La crise du logement en Espagne s'intensifie, le marché immobilier atteignant un point de bascule critique. La flambée des prix a créé une barrière insurmontable pour beaucoup, en particulier la population plus jeune, qui est incapable de générer l'épargne nécessaire pour s'offrir un achat. Ce scénario a progressivement repoussé l'accès à un logement décent hors de portée de l'individu moyen.

Des économistes renommés expriment une profonde inquiétude. Santiago Niño Becerra a été sans équivoque: "Ce qui se passe, c'est que nous atteignons ce point où la personne moyenne ne peut plus payer davantage", a-t-il déclaré sur La SER. Il a souligné la disparité insoutenable entre les augmentations de salaires et les coûts du logement, notant que "tandis que les salaires n'ont progressé que d'à peine 1% en 2025, le prix des logements d'occasion a grimpé de 20,5%". Cet écart est encore exacerbé par le fait qu'une hypothèque nécessite généralement une épargne initiale de 20% plus les frais de dossier.

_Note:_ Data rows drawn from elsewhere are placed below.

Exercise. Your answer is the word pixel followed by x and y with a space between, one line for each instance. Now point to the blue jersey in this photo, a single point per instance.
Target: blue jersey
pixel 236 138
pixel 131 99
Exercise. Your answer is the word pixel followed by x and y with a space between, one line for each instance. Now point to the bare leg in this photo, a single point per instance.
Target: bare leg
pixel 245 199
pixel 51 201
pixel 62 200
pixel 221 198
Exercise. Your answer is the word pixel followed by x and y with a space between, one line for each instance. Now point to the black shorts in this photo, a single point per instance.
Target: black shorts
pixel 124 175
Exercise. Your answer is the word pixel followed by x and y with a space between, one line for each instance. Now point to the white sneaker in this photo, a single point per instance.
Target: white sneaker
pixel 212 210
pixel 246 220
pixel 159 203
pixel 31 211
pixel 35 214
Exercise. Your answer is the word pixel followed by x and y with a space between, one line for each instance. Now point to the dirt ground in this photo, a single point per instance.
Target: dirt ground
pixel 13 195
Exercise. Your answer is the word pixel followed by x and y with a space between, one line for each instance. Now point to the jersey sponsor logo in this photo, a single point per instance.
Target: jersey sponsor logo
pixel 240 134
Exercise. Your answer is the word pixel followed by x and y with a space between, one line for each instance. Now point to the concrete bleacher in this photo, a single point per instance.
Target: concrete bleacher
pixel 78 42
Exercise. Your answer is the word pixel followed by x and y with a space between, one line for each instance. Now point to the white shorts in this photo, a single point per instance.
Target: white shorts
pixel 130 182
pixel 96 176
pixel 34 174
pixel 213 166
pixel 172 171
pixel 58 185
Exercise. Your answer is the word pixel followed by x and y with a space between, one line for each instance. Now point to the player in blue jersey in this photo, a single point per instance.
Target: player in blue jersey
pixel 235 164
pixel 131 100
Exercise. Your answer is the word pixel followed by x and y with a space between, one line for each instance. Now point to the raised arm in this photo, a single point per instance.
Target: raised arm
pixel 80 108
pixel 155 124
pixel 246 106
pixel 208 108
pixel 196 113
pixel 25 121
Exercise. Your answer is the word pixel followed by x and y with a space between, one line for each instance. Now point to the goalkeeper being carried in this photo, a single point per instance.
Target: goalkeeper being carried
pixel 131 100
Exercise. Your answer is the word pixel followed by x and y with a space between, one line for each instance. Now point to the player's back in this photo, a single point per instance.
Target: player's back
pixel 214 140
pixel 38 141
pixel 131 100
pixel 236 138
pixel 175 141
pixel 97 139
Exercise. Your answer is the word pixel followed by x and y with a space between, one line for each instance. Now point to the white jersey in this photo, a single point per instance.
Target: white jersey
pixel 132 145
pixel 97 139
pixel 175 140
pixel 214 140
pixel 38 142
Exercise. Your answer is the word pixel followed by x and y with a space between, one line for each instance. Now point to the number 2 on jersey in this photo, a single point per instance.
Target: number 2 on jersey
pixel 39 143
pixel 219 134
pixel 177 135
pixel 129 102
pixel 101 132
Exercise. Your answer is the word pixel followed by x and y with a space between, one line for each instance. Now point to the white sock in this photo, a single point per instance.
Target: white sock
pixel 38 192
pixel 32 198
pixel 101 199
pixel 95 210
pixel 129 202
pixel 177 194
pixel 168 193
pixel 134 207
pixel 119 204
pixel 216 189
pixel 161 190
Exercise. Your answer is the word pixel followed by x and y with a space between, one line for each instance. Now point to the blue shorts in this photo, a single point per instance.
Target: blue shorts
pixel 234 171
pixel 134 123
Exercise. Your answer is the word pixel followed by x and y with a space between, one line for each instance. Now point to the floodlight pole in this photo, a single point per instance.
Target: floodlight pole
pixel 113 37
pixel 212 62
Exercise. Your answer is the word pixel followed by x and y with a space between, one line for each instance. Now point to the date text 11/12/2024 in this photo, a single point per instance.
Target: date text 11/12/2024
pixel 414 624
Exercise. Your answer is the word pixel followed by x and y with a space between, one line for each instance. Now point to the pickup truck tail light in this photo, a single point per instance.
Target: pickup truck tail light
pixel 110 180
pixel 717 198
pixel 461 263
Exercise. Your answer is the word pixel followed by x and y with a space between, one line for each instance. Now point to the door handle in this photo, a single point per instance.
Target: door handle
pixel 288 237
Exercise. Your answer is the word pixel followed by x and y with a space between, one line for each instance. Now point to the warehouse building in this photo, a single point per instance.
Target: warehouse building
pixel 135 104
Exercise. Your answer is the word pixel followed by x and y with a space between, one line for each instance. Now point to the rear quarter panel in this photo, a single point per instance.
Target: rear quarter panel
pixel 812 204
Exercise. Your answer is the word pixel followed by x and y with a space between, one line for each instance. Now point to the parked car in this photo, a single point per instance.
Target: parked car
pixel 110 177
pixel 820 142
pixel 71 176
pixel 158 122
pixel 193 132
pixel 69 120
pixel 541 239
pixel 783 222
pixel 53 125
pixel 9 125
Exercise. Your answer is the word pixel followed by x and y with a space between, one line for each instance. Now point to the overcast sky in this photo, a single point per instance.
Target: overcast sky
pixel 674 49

Gonzalo Bernardos a également décrit la situation comme "le plus grand transfert de richesse de l'histoire des parents et grands-parents vers les petits-enfants et enfants", soulignant la dépendance à l'aide familiale pour accéder au logement. Niño Becerra critique le manque de prévoyance politique, déclarant que "si les différents gouvernements espagnols au cours des 40 dernières années avaient construit entre 55 000 et 65 000 logements sociaux locatifs annuellement, avec une protection de 99 ans, il n'y aurait pas aujourd'hui la pression immobilière qui existe". De plus, il qualifie d'"erreur" les hausses de taux d'intérêt de la Banque Centrale Européenne dans les conditions actuelles.

Pour Casas Unitas, cette réalité souligne l'importance de la transparence et de la sécurité dans chaque transaction. La situation actuelle exige une plus grande implication institutionnelle pour rééquilibrer le marché et garantir un accès équitable au logement, protégeant à la fois les acheteurs et les propriétaires dans un environnement de plus en plus complexe et difficile.